[Mpi3-ft] Distinguishing errors from failures
james.dinan at gmail.com
Wed Jul 17 11:16:26 CDT 2013
Hi George and Aurilien,
Thanks for the detailed responses. I looked at the paper, and it indicates
that failure detection is needed when ANY_SOURCE is used, and I assume also
when passive target RMA is used, since a process can fail while holding the
lock. Won't this have an impact on performance?
On Tue, Jul 16, 2013 at 7:27 PM, George Bosilca <bosilca at icl.utk.edu> wrote:
> In addition to Aurelien's answer, there is something else that I think
> should be stressed in this context, something I feel the WG failed to make
> clear enough in its interactions with the forum.
> There is one single strong mandate from an MPI implementation in the
> current FT proposal: a revoked communicator is improper for further
> communications.

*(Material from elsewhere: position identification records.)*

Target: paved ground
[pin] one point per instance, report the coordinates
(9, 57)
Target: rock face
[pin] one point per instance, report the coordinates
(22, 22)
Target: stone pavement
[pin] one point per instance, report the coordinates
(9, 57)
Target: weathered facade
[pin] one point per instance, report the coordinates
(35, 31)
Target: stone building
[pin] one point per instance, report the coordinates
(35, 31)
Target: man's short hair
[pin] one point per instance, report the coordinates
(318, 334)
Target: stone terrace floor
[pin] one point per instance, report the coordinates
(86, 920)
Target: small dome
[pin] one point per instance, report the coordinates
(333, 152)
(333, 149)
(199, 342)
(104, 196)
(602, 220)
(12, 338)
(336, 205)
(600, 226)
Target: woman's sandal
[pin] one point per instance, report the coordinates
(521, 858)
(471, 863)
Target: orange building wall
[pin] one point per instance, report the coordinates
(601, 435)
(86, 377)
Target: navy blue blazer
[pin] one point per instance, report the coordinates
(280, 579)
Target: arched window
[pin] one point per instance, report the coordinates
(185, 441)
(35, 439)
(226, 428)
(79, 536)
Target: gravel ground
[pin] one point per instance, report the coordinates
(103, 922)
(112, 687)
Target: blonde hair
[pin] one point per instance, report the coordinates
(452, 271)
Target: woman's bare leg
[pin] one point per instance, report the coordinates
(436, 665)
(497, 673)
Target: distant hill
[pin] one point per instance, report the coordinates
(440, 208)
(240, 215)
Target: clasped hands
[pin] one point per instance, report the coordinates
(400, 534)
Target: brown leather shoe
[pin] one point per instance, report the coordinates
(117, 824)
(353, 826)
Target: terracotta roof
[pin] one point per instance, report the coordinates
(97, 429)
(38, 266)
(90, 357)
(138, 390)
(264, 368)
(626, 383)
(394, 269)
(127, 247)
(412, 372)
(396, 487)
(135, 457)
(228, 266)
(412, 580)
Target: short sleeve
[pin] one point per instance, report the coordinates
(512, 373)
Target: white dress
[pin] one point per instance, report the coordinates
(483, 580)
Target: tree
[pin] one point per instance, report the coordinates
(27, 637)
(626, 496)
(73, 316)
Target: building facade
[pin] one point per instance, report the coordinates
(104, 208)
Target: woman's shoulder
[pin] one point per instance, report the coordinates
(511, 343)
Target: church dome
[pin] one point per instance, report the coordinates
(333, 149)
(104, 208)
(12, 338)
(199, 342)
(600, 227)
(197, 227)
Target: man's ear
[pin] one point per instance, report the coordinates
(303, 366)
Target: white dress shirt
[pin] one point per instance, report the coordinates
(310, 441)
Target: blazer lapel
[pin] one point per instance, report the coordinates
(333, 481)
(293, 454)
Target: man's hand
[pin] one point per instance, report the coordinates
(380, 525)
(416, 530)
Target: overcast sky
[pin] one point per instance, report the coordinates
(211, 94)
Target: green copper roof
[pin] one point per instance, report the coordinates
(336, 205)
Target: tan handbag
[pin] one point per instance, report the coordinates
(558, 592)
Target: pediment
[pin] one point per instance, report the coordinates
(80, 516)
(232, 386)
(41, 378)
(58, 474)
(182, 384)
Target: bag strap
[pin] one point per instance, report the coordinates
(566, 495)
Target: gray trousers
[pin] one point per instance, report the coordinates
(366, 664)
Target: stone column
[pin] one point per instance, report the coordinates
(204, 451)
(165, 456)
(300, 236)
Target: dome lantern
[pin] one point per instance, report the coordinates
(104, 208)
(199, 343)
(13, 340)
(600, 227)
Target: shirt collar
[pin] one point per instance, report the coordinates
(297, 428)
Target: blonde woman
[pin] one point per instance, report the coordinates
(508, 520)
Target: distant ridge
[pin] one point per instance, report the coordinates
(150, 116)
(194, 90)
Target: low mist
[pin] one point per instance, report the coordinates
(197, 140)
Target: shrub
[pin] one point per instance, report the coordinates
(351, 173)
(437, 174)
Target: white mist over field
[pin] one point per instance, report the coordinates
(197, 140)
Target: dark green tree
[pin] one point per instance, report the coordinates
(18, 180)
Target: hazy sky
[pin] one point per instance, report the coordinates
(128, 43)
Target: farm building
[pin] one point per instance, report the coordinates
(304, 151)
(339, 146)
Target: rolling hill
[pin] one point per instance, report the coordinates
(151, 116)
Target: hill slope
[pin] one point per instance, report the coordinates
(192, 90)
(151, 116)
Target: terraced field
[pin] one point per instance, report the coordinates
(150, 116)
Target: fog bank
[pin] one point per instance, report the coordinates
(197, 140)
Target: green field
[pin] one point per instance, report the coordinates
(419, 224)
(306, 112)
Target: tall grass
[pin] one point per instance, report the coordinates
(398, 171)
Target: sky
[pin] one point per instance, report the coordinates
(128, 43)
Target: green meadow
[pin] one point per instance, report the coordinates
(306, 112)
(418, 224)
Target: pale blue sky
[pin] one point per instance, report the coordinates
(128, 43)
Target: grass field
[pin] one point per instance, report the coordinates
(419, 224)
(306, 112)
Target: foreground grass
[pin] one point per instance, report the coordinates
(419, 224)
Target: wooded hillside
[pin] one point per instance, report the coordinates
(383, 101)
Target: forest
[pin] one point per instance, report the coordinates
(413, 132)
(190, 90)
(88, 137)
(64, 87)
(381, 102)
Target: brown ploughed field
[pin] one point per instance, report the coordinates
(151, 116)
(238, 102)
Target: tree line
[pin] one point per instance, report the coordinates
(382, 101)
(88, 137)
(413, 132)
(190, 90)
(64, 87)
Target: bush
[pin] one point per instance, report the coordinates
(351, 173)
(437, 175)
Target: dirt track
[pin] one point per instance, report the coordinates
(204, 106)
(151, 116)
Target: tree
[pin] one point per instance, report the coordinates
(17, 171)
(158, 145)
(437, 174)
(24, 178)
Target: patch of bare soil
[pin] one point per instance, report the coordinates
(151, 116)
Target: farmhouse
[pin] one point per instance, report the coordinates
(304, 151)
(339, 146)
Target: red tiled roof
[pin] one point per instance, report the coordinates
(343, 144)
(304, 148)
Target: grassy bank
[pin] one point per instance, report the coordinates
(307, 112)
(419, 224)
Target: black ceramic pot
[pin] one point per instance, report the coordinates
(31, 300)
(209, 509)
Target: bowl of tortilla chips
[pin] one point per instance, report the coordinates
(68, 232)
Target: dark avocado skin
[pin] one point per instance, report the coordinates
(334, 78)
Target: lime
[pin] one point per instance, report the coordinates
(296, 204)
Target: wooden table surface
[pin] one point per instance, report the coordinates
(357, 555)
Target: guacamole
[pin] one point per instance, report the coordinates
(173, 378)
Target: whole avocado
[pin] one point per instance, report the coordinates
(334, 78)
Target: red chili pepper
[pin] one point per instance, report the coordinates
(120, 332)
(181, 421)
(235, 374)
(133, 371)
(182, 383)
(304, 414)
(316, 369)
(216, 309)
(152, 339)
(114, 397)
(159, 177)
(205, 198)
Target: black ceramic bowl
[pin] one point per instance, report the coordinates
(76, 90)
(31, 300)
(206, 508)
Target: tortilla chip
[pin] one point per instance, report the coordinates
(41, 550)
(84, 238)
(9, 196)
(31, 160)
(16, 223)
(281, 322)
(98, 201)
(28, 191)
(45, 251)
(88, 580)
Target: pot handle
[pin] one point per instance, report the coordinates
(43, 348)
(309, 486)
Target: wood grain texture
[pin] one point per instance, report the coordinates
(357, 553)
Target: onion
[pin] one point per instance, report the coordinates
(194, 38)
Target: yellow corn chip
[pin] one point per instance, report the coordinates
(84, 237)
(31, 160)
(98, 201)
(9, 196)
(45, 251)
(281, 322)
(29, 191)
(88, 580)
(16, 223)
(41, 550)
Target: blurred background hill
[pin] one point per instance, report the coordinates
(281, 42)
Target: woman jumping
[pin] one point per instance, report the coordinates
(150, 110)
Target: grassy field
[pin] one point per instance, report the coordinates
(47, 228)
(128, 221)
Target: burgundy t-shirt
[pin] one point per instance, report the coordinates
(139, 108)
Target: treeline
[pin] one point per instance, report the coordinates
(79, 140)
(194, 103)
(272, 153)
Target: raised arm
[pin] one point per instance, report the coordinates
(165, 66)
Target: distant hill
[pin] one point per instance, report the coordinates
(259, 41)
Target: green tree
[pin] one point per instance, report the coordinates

This is about the extent imposed on MPI implementations by
> the current proposal, both in terms of capabilities and overheads. And
> still, there were complaints raised about it …
> Why is this so? Because there is no mandatory error detection and
> propagation, when the MPI library detects a failure only local dispatch of
> this information is necessary. Of course, one would expect a high quality
> MPI implementation to do it's best to ensure a certain level of quality of
> services here, a significantly lesser effort than ensuring some other "high
> quality" type of capabilities (namely progress and fairness). The paper
> mentioned by Aurelien proves that at least under certain assumptions this
> can be achieved with minimal/unnoticeable overhead.
> >From there, the application itself is responsible to make good use of the
> functions provided by the FT proposal to handle the failure in a meaningful
> way for the application (again there is no imposed FT model).
> MPI_Comm_revoke provides a communication channel where at the request of
> the application the knowledge about a process failure is propagated to
> other MPI processes. The ACK function to locally acknowledge the failure.
> The agreement to reach a consensus for building more complex FT methods,
> and finally shrink to take you back to a communicator that has all the
> properties of a sane/workable MPI communicator.
> On Jul 16, 2013, at 23:41 , Aurélien Bouteiller <bouteill at icl.utk.edu>
> > Jim,
> > There is no specific cost to enable FT at all time, so this might not be
> such a crucial issue actually, since the initial assumption is not true.
> > You can point to the following paper that investigates the cost
> sustained by applications and stressful micro benchmarks to support this
> claim with solid evidence.
> > Bland, W., Bouteiller, A., Herault, T., Hursey, J., Bosilca, G.,
> Dongarra, J.J. “An Evaluation of User-Level Failure Mitigation Support in
> MPI,“ Computing, Springer, 2013, issn 0010-4885X,
> > The intuitive explanation to the no-impact result is that the spec does
> not change the behavior of any existing MPI functions. If a function has
> local completion, it retains local completion even when it reports a
> failure. It merely adds a new class of errors to let users know that what
> killed them is process failure, rather than say network retransmit error.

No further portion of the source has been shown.